NB. This is a long comment as opposed to an answer which requires a colossal working chunk of code.
Science is all about controls failing. A great control for docking is the barnase-barnstar complex (PDB:1BRS): both small, but form a strong interactions. If this is done, the RMSD against the original structure is very meaningful and useful.
A RMSD is a metric of how much two structures differ. In an ensemble, the metric of how much a structure and the ensemble average is called a RMSF (root-mean square fluctuation). Here the RMSF is sought as the RMSD from first/top pose or worse the manually thrown together pre-docking pose does not mean much.
The decoys (PBDs trails) need to be clustered into different ensembles first, before a RMSF can be calculated.
∆∆G and water
For the calculation of difference in Gibbs free energy between the docked minus the docked poses, the structures need to be energy minimised with the forcefield scorefunction that is to be used for scoring.
Water is very important for protein-protein interactions, but adds a lot of complication. Say Gromacs is used,
gmx energy will return the single state (conformer) Gibbs free energy, but it requires a water box. For the difference, the water box of undocked needs to be the same size and preferably with the same amount of molecules. A much simpler solution is using an implicit solvent model, e.g. Rosetta. As a bonus, the energy minimisation (
relax) is relative fast.
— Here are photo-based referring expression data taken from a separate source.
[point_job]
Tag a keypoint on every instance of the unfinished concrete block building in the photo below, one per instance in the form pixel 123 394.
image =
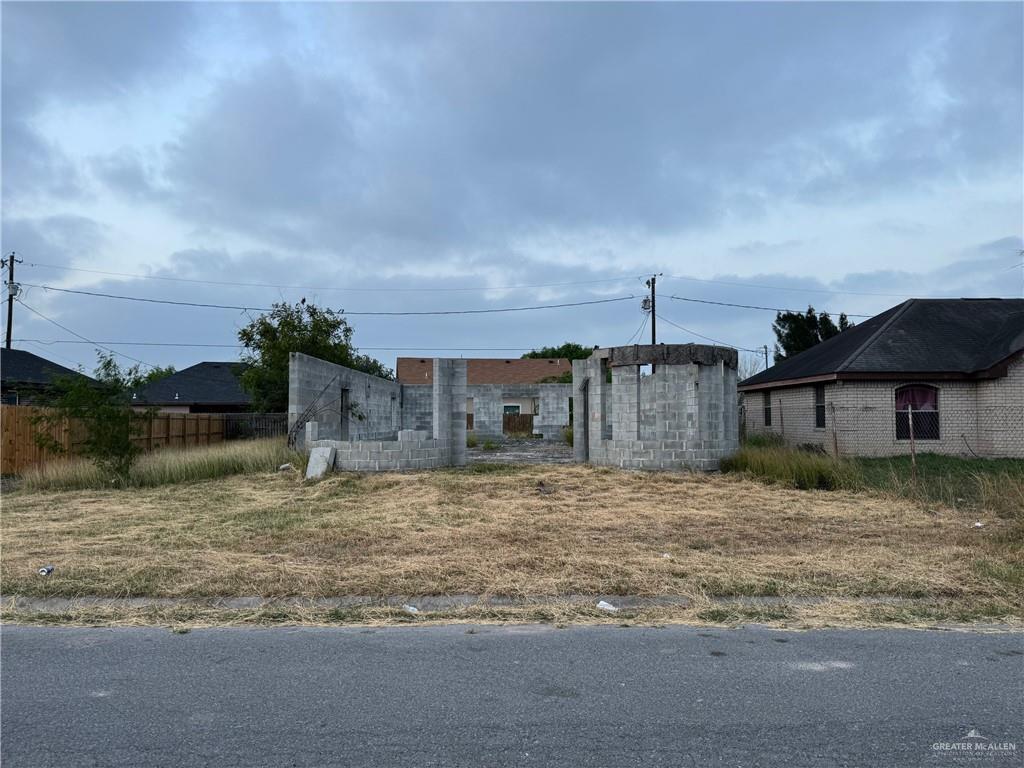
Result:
pixel 655 407
pixel 376 424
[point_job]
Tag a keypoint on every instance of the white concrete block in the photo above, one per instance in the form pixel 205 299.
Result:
pixel 321 462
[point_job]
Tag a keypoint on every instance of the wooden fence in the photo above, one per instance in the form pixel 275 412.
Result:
pixel 18 450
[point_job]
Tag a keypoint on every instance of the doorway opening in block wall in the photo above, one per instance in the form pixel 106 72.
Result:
pixel 344 407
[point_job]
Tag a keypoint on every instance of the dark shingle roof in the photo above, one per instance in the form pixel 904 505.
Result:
pixel 19 367
pixel 204 383
pixel 921 336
And specific explicit waters can be added. However, calculating ∆∆G for every decoy will take hundreds of CPU-hours and is a bit nonsensical.
A better approach is to look at residue conservation (consurf), cross-linking mass spec data if available, and if human post-translational modifications (phosphosite) and healthy variants (gnomAD). But ultimately wet lab validation by ITC of different mutants/labelling based upon the docking results etc. is required.